Ganz oben auf einem Hügel – man bewegt sich ja permanent auf und ab, ist manchmal in Seenähe, dann wieder ganz auf den oberen Hügeln – befindet sich ein Aussichtspunkt, auf dem ich liebend gern meine Siesta abhalten würde. Aber alle Sitzplätze sind belegt, auch kein Wunder bei diesem prächtigen Wetter. Ganze Heerscharen von Spaziergängern und Wanderern und Bikern sind unterwegs, machen sich gegenseitig den Platz streitig, aber alles geht in gutmütigem Chaos vor sich.
Schiffe und Autos und Häuser und reiche Leute
Manchmal, etwas überraschend und einen Augenblick lang ärgerlich, biegt plötzlich ein Auto um die Ecke, obwohl man meint, auf Wanderwegen zu sein. Aber eben, inmitten der Anbaugebiete befinden sich Häuser, eher Villen, die hier schon seit Urzeiten stehen und nun an die Enkel mit ihren teuren SUVs vererbt worden sind. Hinter getönten Scheiben sitzen attraktive Damen oder ihre ebenso attraktiven Männer und auf den hinteren Sitzen die nächste Generation an attraktiven reichen Leuten.
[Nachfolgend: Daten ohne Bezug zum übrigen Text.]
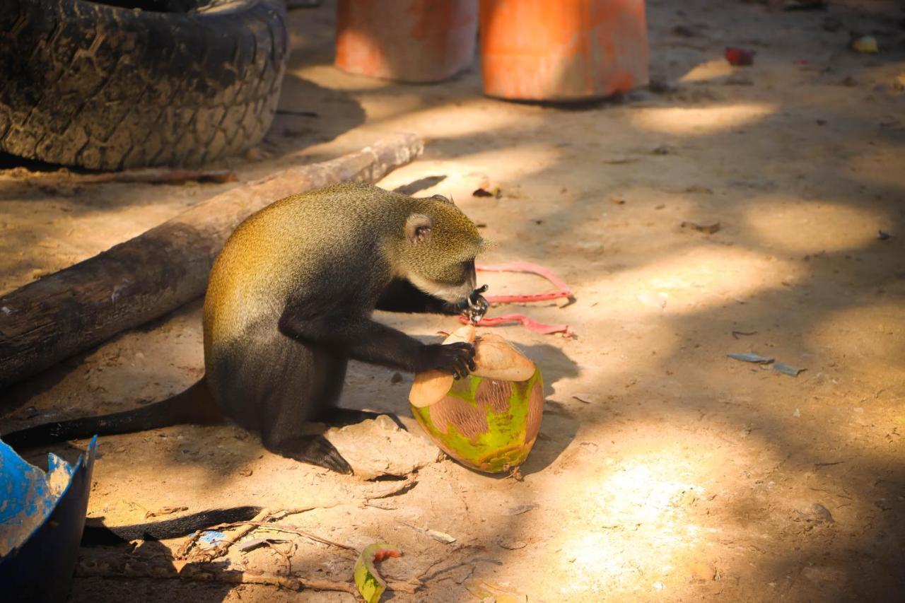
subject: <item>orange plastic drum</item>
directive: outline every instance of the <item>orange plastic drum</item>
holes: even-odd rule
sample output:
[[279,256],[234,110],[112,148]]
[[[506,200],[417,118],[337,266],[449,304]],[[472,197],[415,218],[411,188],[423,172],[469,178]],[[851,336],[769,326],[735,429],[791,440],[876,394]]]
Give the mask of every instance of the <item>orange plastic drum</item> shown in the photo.
[[399,81],[439,81],[472,64],[478,0],[339,0],[336,66]]
[[643,0],[481,0],[484,92],[577,100],[647,84]]

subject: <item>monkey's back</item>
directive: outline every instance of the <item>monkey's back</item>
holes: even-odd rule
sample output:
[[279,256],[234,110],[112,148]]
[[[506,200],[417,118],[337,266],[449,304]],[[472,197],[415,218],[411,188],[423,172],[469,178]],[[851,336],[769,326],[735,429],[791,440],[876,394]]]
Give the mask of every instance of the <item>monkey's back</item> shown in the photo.
[[369,185],[343,184],[286,197],[248,217],[211,270],[205,359],[212,347],[241,338],[249,325],[271,321],[276,328],[292,293],[328,293],[337,279],[365,281],[375,268],[380,272],[386,242],[376,233],[386,227],[376,226],[404,224],[411,200]]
Tja, so ist die Welt. Man wundert sich etwas, und geht seines Weges. Alles andere wäre Vergeudung wunderbarer Momente.
Dörfer, doch Restaurants sind rar
Alle paar Kilometer wird man von einem Dorf empfangen, manchmal direkt am See, dann wieder auf den Hügeln. Ich bin durstig, verlange nach einem starken Kaffee oder irgendwas, aber die Etablissements wie beispielsweise in Rivaz oder Chexbres sind alle geschlossen.
Das verstehe ich überhaupt nicht, das Welschland hat doch eigentlich den Ruf, sehr kundenfreundlich und dem Trank zugetan zu sein. Aber sei’s drum, ich gehe weiter, das Leben ist auch ohne Kaffee erträglich, vor allem heute. Ich folge dem Chemin du Dezaley, das ist mal ein Wein, dem ich durchaus zugeneigt bin, vor allem zu einem Fondue.
Am Ufer entlang
Nach Epesses (wieder ein Dorf mit einem berühmten Namen) zweigt der Weg zum See hinunter, ich verlasse für den Moment die Weinberge und folge dem Uferweg, mal eine willkommene Abwechslung nach all den Weinreben rechts und links, die nur das Verlangen nach etwas anderem als Hahnenwasser anstacheln.
Schattige Alleen säumen den Wanderweg, die Mittagshitze verzieht sich unter den Bäumen. Manchmal trifft man unerwartet auf knapp bekleidete Leute, die am Ufer sonnenbaden oder sich im Wasser tummeln.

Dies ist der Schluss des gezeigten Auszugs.